Faire voyager des personnes et des biens sur les réseaux à la vitesse des ondes électromagnétiques, cela relève de la science fiction. Mais faire voyager l’image virtuelle d’un bien, puis le faire reproduire à l’arrivée, c’est possible et cela se fait dans l’industrie : les machines-outils à commande numérique communiquent. Cette possibilité peut être étendue à des objets quelconques à condition que le passage du virtuel au réel soit bien maîtrisé.

Le jeu en réseau

Le jeu en réseau en 3D, c’est la rencontre virtuelle d ’un grand nombre d’interlocuteurs simultanés. Les clients des jeux d’arcade utilisent des simulations d’un réalisme impressionnant mais souvent en solo, l’adversaire n’étant autre que l’ordinateur. La rapidité des transmissions et traitements sur l’Internet permet d ’aborder le jeu interactif à plusieurs partenaires. La sociologie déjà active des jeux trouvera dans l’espace virtuel un prolongement naturel, et dans le réseau le support de son interactivité.

L’espace virtuel, moyen de communication

Un architecte, un sculpteur, pourront présenter à leur client l’œuvre virtuelle dans un espace à trois dimensions, la feront pivoter en tous sens, la situeront dans son environnement. Il sera dès lors difficile pour un architecte de gagner un appel d’offres s’il ne présente pas la visite virtuelle du bâtiment projeté.
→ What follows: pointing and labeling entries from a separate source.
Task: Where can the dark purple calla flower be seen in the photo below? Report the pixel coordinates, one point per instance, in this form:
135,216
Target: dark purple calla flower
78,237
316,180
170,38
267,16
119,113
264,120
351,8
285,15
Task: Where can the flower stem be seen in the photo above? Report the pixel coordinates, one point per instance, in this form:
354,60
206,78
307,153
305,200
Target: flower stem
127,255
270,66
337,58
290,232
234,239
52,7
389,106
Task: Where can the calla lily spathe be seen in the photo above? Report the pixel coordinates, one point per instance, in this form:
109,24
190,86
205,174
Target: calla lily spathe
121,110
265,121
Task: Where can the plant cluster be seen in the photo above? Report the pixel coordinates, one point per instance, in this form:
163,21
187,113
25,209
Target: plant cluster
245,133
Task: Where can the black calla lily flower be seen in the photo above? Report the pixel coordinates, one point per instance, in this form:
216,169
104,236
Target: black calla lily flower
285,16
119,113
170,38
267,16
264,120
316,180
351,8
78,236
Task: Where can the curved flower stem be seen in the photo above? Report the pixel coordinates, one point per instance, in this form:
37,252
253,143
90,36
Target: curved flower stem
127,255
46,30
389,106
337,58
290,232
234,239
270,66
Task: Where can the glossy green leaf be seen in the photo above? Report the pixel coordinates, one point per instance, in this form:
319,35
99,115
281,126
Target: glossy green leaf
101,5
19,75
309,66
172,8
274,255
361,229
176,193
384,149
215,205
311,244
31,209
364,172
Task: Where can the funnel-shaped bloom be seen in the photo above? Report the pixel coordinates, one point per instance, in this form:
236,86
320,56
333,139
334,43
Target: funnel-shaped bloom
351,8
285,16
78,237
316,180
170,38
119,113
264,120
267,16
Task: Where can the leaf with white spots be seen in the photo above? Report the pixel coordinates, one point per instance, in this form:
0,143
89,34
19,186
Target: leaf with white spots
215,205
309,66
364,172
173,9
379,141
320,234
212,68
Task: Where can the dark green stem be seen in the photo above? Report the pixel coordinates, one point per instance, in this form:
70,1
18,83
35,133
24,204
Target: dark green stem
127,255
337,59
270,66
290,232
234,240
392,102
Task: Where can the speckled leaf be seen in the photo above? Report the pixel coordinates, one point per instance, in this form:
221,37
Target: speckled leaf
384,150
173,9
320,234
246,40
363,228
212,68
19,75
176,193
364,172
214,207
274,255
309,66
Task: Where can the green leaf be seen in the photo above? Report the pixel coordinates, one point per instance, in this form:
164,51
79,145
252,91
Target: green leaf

Cette visite, accompagnée par le commentaire du guide en son de haute qualité, pourra être offerte aux citoyens concernés par un bâtiment public, aux contribuables qui participent à son financement.

L’espace virtuel, lieu de création

Déjà certains objets ne peuvent être créés que dans l’espace virtuel : c’est le cas des sculptures qui matérialisent des formules mathématiques complexes, par exemple des ceintures de Möbius multidimensionnelles : leur réalisation " à la main "   serait impossible.

Ces outils ouvrent aussi la possibilité d’un design coopératif entre particuliers avertis. Des entreprises commercialiseront la reproduction d’objets à la demande en utilisant un service d’aide à la création d’objets 3D.